The ingress operator logs show the following:

    2020-04-23T08:50:21.106Z	INFO	operator.ingress_controller	ingress/controller.go:142	reconciling	{"request": "openshift-ingress-operator/default"}
    2020-04-23T08:50:21.161Z	INFO	operator.ingress_controller	ingress/deployment.go:805	updated router deployment	{"namespace": "openshift-ingress", "name": "router-default"}
    2020-04-23T08:50:21.220Z	ERROR	operator.ingress_controller	ingress/controller.go:209	got retryable error; requeueing	{"after": "1m0s", "error": "IngressController is degraded"}

We could benefit from better visibility into why it took the ingress controller 20 minutes to become ready; I'll spin off a Bugzilla report for that.

Eventually the ingress controller becomes ready, and the IngressController's status shows that it is fine:

      - lastTransitionTime: "2020-04-23T08:23:40Z"
        reason: Valid
        status: "True"
        type: Admitted
      - lastTransitionTime: "2020-04-23T08:50:43Z"
        status: "True"
        type: Available
      - lastTransitionTime: "2020-04-23T08:50:43Z"
        message: The deployment has Available status condition set to True
        reason: DeploymentAvailable
        status: "False"
        type: DeploymentDegraded
      - lastTransitionTime: "2020-04-23T08:23:44Z"
        message: The endpoint publishing strategy supports a managed load balancer
        reason: WantedByEndpointPublishingStrategy
        status: "True"
        type: LoadBalancerManaged
      - lastTransitionTime: "2020-04-23T08:24:29Z"
        message: The LoadBalancer service is provisioned
        reason: LoadBalancerProvisioned
        status: "True"
        type: LoadBalancerReady
      - lastTransitionTime: "2020-04-23T08:23:44Z"
        message: DNS management is supported and zones are specified in the cluster DNS
          config.
        reason: Normal
        status: "True"
        type: DNSManaged
      - lastTransitionTime: "2020-04-23T08:24:30Z"
        message: The record is provisioned in all reported zones.
        reason: NoFailedZones
        status: "True"
        type: DNSReady
      - lastTransitionTime: "2020-04-23T08:50:43Z"
        status: "False"
        type: Degraded

So it is not obvious whether the ingress operator is causing the problem or whether it is a casualty of an underlying network issue.  The Multus errors warrant investigation, but that is beyond my ken, so I am assigning this report to openshift-sdn.  Can someone from the SDN team help out in diagnosing this issue?

Comment 2 Casey Callendrello 2020-05-06 15:03:08 UTC

Uh.
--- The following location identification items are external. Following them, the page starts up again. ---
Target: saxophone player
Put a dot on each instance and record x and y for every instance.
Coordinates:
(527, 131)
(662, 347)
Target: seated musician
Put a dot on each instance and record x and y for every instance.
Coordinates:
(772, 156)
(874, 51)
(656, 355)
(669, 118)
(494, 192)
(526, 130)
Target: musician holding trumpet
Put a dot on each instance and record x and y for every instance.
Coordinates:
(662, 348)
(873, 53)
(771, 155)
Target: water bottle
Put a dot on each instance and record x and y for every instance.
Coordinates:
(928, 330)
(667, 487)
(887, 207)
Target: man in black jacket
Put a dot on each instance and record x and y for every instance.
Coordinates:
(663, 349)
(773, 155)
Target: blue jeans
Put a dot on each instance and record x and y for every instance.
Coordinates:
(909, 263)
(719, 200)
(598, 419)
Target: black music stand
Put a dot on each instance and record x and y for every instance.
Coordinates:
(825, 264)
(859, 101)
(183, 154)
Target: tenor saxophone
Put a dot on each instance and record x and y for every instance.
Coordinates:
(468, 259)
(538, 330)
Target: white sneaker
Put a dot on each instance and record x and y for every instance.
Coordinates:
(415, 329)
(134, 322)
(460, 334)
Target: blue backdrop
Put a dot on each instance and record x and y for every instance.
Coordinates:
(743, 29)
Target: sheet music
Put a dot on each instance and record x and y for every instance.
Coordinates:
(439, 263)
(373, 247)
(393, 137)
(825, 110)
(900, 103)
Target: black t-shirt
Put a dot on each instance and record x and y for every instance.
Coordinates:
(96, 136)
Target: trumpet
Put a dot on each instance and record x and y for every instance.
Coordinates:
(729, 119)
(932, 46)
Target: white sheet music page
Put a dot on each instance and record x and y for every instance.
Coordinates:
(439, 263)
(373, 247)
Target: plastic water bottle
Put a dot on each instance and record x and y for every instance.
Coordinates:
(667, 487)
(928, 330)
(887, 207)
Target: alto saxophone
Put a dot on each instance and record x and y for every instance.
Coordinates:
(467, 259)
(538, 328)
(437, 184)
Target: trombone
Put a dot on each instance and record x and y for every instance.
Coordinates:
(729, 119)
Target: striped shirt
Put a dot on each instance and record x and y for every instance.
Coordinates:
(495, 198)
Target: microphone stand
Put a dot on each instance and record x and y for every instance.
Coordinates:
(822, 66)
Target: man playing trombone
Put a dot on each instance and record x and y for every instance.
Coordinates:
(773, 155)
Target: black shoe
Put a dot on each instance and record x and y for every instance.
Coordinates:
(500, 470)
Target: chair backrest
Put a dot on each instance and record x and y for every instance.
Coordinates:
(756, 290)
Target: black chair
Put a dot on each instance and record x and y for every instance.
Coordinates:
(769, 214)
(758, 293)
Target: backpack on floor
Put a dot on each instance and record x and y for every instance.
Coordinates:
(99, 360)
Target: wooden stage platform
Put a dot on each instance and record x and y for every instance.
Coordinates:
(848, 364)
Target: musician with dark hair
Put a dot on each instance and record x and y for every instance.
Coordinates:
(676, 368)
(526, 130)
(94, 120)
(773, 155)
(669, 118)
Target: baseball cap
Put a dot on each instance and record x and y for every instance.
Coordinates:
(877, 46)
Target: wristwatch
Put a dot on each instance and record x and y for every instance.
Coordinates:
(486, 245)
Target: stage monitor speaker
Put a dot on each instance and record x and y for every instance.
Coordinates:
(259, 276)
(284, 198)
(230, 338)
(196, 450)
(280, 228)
This is really weird. The sdn-controller, which allocates NetNamespaces on a 1:1 basis with Namespaces, just.... went out to lunch?

I0423 08:50:24.489782       1 vnids.go:115] Allocated netid 8127529 for namespace "openshift-ingress"

Keep in mind, the Namespace was created 08:23:40. Huh.

Comment 3 Casey Callendrello 2020-05-19 13:06:05 UTC

This strikes me as a very weird one-off.. The informer for sdn-controller just... ignored the namespace.

Given that this has been a calm, reliable piece of code for a long time, and I just pushed some improvements to connections to the apiserver on GCP, I think we might be able to close this.